3. Background
If you’re starting out fresh like I was and this book is among your first steps into the world of hacking, it’s going to be important for you to understand how the internet works. Before you turn the page, what I mean is how the URL you type in the address bar is mapped to a domain, which is resolved to an IP address, etc.
To frame it in a sentence: the internet is a bunch of systems that are connected and sending messages to each other. Some only accept certain types of messages, some only allow messages from a limited set of other systems, but every system on the internet receives an address so that people can send messages to it. It’s then up to each system to determine what to do with the message and how it wants to respond.

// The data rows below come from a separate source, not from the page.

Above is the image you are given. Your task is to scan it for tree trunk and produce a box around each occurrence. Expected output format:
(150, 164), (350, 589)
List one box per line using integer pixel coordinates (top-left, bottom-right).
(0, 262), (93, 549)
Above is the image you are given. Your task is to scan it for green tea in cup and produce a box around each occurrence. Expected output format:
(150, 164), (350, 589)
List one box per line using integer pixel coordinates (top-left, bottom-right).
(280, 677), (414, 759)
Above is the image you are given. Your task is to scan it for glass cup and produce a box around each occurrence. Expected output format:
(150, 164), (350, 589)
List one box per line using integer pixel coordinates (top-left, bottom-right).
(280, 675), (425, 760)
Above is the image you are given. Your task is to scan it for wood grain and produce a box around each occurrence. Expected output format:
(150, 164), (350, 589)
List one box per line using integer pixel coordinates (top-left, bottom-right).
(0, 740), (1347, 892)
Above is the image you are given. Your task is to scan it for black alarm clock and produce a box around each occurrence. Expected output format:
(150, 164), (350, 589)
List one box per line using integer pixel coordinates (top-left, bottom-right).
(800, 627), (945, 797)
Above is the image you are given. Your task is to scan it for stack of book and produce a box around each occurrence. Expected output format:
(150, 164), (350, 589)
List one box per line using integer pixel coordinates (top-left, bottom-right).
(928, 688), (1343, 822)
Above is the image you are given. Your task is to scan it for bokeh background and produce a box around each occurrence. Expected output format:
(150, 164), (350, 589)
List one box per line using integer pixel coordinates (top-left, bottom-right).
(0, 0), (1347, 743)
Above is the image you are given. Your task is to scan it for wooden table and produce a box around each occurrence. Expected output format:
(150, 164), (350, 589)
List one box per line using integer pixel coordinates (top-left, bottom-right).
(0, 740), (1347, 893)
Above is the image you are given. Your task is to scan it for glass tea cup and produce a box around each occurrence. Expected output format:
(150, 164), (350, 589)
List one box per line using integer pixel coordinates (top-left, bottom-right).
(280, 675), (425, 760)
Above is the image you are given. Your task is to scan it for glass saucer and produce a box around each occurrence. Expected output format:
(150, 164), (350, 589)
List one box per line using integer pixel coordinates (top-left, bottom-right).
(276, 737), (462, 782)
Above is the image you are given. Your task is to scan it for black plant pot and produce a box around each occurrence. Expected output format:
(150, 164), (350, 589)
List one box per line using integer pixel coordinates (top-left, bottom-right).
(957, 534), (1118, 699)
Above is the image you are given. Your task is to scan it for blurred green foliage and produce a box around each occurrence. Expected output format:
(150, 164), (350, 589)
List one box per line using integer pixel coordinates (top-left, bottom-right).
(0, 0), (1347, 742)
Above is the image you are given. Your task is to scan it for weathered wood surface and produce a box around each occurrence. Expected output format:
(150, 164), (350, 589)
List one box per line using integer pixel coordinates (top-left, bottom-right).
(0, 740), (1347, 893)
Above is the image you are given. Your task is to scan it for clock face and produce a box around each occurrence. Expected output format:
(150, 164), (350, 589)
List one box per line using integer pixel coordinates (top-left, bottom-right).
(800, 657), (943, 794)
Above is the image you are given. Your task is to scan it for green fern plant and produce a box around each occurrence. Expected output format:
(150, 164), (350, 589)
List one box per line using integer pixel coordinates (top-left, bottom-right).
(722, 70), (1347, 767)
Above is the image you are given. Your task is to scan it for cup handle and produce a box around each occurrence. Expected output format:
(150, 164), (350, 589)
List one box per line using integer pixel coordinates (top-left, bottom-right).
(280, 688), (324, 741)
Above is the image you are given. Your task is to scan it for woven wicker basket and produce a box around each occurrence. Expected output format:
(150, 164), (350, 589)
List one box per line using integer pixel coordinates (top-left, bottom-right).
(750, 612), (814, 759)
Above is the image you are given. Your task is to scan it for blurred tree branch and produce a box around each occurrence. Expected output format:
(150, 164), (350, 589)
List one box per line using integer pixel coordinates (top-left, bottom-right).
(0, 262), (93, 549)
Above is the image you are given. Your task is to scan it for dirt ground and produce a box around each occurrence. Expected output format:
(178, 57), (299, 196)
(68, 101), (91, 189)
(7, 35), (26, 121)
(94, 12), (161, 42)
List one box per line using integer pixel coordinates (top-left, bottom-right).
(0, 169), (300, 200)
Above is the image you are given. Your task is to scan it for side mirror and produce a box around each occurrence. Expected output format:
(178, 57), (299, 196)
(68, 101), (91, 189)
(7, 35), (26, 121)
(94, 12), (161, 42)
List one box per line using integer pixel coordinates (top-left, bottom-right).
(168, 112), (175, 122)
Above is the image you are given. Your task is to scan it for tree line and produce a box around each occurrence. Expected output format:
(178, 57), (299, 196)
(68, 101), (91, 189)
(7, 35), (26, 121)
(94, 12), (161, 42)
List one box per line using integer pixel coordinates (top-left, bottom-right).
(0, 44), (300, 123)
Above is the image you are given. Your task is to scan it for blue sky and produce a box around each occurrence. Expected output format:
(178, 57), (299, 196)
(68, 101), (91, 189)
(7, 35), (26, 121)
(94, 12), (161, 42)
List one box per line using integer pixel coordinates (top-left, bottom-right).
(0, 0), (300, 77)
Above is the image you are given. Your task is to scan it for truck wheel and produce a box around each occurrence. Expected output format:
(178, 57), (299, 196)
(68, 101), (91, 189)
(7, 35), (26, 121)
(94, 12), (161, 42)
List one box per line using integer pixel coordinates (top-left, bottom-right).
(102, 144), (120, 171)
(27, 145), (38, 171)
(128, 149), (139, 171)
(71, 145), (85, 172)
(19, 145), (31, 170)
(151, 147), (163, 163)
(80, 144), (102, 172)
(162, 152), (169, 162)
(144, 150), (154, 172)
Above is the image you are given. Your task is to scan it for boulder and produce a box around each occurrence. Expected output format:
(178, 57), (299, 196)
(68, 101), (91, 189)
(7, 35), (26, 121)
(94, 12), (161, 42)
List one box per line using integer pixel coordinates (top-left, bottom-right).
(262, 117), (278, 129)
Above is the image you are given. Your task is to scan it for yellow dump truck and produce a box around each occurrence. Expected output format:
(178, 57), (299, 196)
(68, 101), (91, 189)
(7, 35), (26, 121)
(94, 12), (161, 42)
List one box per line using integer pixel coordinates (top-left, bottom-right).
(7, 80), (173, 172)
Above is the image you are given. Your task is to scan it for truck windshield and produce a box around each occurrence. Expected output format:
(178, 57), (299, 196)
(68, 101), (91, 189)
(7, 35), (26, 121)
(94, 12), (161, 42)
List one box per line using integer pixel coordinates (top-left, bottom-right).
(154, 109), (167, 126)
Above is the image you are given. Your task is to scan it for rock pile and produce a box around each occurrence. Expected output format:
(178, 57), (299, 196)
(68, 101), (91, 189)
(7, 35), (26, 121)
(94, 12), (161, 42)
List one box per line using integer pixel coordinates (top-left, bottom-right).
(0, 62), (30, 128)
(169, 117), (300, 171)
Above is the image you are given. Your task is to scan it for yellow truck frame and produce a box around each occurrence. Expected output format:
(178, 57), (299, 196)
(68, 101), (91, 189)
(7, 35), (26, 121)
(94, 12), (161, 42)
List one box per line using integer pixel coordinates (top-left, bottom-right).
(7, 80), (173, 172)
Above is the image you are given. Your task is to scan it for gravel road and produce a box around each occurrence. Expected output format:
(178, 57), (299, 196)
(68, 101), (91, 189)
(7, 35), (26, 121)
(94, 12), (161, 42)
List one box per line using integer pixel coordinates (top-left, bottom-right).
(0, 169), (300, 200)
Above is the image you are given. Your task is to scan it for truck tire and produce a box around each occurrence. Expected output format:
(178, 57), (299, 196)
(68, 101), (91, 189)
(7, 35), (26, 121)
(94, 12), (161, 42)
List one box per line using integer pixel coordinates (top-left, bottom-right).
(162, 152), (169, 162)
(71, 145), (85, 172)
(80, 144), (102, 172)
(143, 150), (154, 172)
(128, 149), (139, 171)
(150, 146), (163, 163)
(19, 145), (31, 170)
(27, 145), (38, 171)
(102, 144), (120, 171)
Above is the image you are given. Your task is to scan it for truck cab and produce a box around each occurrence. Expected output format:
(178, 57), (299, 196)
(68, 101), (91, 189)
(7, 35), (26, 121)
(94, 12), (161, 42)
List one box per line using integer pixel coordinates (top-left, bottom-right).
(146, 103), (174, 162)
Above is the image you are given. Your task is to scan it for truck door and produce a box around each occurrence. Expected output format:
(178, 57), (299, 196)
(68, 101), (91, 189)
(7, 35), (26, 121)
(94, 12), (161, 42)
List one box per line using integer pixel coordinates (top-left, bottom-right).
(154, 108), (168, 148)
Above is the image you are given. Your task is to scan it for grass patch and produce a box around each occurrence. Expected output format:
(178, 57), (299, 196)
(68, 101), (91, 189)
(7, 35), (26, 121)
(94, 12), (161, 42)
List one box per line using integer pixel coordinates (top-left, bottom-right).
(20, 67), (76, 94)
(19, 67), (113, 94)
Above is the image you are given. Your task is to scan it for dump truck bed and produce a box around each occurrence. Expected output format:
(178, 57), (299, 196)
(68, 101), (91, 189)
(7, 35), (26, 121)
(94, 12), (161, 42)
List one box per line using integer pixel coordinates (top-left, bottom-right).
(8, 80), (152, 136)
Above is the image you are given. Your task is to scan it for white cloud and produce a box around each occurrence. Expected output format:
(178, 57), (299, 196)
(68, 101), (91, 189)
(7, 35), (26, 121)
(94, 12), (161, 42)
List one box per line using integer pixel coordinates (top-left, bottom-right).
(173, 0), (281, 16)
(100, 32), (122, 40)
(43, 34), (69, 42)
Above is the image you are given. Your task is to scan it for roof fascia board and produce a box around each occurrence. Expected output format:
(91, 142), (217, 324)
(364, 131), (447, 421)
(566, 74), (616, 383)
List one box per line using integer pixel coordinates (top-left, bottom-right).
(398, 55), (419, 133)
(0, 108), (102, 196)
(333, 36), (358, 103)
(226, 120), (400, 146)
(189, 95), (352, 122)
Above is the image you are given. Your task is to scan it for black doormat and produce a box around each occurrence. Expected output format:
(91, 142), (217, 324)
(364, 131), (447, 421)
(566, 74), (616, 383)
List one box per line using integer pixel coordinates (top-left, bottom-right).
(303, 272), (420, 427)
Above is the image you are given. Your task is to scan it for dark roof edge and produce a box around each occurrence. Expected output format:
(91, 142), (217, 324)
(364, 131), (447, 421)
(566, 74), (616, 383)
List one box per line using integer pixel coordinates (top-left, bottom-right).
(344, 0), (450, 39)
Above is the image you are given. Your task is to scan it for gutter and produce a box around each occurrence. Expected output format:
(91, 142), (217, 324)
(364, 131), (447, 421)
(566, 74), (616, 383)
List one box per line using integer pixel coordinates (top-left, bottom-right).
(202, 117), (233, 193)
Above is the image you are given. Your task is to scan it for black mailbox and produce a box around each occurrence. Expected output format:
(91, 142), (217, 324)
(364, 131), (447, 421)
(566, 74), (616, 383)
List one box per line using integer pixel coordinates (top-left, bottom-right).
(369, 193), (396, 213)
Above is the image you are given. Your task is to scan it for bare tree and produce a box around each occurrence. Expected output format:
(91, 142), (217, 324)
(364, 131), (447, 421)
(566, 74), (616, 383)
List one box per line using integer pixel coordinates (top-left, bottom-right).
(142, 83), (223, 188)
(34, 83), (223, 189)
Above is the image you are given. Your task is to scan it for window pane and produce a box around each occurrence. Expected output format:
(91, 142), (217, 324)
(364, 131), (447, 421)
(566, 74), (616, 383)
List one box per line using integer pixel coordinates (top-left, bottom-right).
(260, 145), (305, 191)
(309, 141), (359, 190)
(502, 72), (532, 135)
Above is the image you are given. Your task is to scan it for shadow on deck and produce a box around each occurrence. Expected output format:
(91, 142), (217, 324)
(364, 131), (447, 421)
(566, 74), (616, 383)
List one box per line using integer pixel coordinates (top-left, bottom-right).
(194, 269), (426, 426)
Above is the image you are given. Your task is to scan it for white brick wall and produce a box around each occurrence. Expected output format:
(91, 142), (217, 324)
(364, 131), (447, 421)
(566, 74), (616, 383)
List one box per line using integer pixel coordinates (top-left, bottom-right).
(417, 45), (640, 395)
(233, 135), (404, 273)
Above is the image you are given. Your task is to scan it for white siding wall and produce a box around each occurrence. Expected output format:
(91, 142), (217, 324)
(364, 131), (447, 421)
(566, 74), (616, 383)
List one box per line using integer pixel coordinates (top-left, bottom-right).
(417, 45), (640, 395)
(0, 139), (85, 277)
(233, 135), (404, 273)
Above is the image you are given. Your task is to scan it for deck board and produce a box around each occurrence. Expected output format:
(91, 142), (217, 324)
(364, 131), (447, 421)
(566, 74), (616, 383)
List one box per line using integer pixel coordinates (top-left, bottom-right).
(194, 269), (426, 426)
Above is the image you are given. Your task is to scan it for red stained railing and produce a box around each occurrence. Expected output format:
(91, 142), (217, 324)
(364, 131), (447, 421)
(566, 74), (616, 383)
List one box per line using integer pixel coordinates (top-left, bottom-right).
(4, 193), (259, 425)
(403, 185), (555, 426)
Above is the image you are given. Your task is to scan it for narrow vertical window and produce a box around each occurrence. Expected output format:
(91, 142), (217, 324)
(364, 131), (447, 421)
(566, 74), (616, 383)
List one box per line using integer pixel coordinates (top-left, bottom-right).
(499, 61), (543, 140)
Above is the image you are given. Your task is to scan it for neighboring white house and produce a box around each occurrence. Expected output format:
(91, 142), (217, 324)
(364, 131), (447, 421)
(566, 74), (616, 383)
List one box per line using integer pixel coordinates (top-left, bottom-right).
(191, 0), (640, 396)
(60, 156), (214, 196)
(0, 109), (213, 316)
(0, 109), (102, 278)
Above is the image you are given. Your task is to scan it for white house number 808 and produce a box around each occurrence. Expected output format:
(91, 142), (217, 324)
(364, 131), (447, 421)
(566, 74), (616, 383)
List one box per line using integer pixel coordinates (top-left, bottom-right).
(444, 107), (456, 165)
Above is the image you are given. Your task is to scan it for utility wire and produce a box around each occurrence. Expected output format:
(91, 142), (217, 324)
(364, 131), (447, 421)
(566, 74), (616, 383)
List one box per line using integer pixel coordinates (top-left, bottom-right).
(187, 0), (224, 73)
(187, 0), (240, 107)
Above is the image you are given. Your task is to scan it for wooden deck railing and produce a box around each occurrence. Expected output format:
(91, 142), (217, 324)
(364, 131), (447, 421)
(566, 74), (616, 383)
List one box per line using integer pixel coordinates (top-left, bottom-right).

To define the structure of these messages, people have documented how some of these systems should communicate in Requests for Comments (RFC). As an example, take a look at HTTP. HTTP defines the protocol of how your internet browser communicates with a web server. Because your internet browser and web server agreed to implement the same protocol, they are able to communicate.
When you enter http://www.google.com in your browser’s address bar and press return, the following steps describe what happens on a high level:
- Your browser extracts the domain name from the URL, www.google.com.
- Your computer sends a DNS request to your computer’s configured DNS servers. DNS can help resolve a domain name to an IP address, in this case it resolves to 216.58.201.228. Tip: you can use dig A www.google.com from your terminal to look up IP addresses for a domain.
- Your computer tries to set up a TCP connection with the IP address on port 80, which is used for HTTP traffic. Tip: you can set up a TCP connection by running nc 216.58.201.228 80 from your terminal.
- If it succeeds, your browser will send an HTTP request like:
GET / HTTP/1.1
Host: www.google.com
Connection: keep-alive
Accept: application/html, */*
- Now it will wait for a response from the server, which will look something like:
HTTP/1.1 200 OK
Content-Type: text/html
<html>
<head>
<title>Google.com</title>
</head>
<body>
...
</body>
</html>
- Your browser will parse and render the returned HTML, CSS, and JavaScript. In this case, the home page of Google.com will be shown on your screen.
Now, when dealing specifically with the browser, the internet and HTML, as mentioned previously, there is an agreement on how these messages will be sent, including the specific methods used and the requirement for a Host request-header for all HTTP/1.1 requests, as noted above in bullet 4. The methods defined include GET, HEAD, POST, PUT, DELETE, TRACE, CONNECT and OPTIONS.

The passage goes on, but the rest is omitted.